Un Azerbaïdjan ami est essentiel pour Israël dans le contexte de la maîtrise de l’Iran; d’où le soutien de l’Etat juif aux forces armées azerbaïdjanaises dans les deux guerres du Haut-Karabakh. Dans le même temps, Téhéran doit maintenir une présence constante et incisive à Bakou pour des raisons de sécurité – la protection de la frontière nord -, de liens commerciaux et d’hégémonie culturelle – 85% de la population appartient à la branche chiite de l’islam.
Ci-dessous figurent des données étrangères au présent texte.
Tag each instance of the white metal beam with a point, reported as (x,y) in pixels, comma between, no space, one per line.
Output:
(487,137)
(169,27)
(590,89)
L’influence iranienne dans la société et la politique azerbaïdjanaises a considérablement diminué ces dernières années, érodée par l’entrée de la Turquie et d’Israël, mais les tentatives d’intermédiation au cours des hostilités et le cycle des événements qui ont ouvert 2021 semblent suggérer que l’expulsion des dirigeants khomeinistes du petit pays du Caucase est encore loin.

Un sommet important

La quatorzième réunion de la Commission interétatique Iran-Azerbaïdjan pour la coopération humanitaire, le commerce et l’économie a eu lieu à Téhéran du 18 au 19 janvier, à laquelle étaient présents parmi les divers invités, le diplomate iranien Abbas Moussawi et Mammad Musayev, président de «l’Entrepreneuriat» azerbaïdjanais (Confédération nationale des organisations d’entrepreneurs de la République d’Azerbaïdjan, ndlr).

Au cours de cet événement de deux jours, des discussions ont eu lieu sur la manière de renforcer la coopération bilatérale, en particulier dans les secteurs de l’énergie et des infrastructures, et les parties ont convenu de réaliser un certain nombre de projets hydroélectriques et ferroviaires. Les principaux accords, signés sous forme de protocole d’accord, concernent la collaboration dans la construction de deux centrales hydroélectriques sur la rivière Aras, dans la synchronisation des réseaux énergétiques de Bakou, Téhéran et Moscou et dans le renforcement des échanges d’électricité entre les deux pays, plus Ankara. En outre, les deux gouvernements uniront également leurs efforts pour achever la construction des centrales hydroélectriques de Hudaferin et Gyz Galasy.

Outre l’énergie, Moussawi, au nom de son gouvernement, a proposé « de créer des sociétés mixtes pour transporter les produits iraniens par voie terrestre, ferroviaire et maritime » dans le but d’augmenter les échanges commerciaux entre Téhéran et Bakou avec tout le voisinage géographique. La même question sera abordée dans les prochains jours, les 24 et 25, lors de la réunion de deux jours à Bakou en présence de Mohammad Javad Zarif, chef de la diplomatie iranienne, au cours de laquelle la participation de Téhéran à la reconstruction du Haut-Karabakh sera également discutée.

La présence iranienne à Bakou

C’est depuis le Moyen Âge – VIe siècle avant JC – qu’il existe des preuves historiques attestant de l’appartenance au monde perse de cette région correspondant maintenant à l’Azerbaïdjan; un équilibre millénaire qui n’a été rompu qu’au XIXe siècle avec la descente des Russes dans le sud du Caucase, casus belli des guerres russo-perses.

L’hégémonie exclusive de Moscou sur Bakou a duré jusqu’à la fin de l’épopée soviétique, qui a été suivie par l’arrivée des Turcs, des Israéliens et des Américains et le retour des Perses, devenus entre-temps Iraniens. Des millénaires de symbiose (terme signifiant «vivre ensemble», ndlr) ont été effacés en moins de deux siècles d’éloignement: les relations bilatérales sont fluctuantes, les agendas étrangers respectifs sont presque complètement divergents et le volume des échanges, malgré la contiguïté géographique, est négligeable – l’Iran n’est pas inclus dans le classement des grands Associés d’affaires azerbaïdjanais.

En tout cas, les événements de ce janvier sont la preuve que l’influence iranienne n’est pas entièrement réduite à zéro et que les deux gouvernements continuent à dialoguer activement, et aussi sur des projets assez importants comme la sécurité énergétique. Mais il ne sera pas possible de revenir aux gloires d’avant le XIXe siècle: l’Azerbaïdjan d’Ilham Aliyev est fermement guidé par une vision des relations internationales qui ne permet pas des unions exclusives et excluant et qui surtout, ne regarde pas vers Persépolis.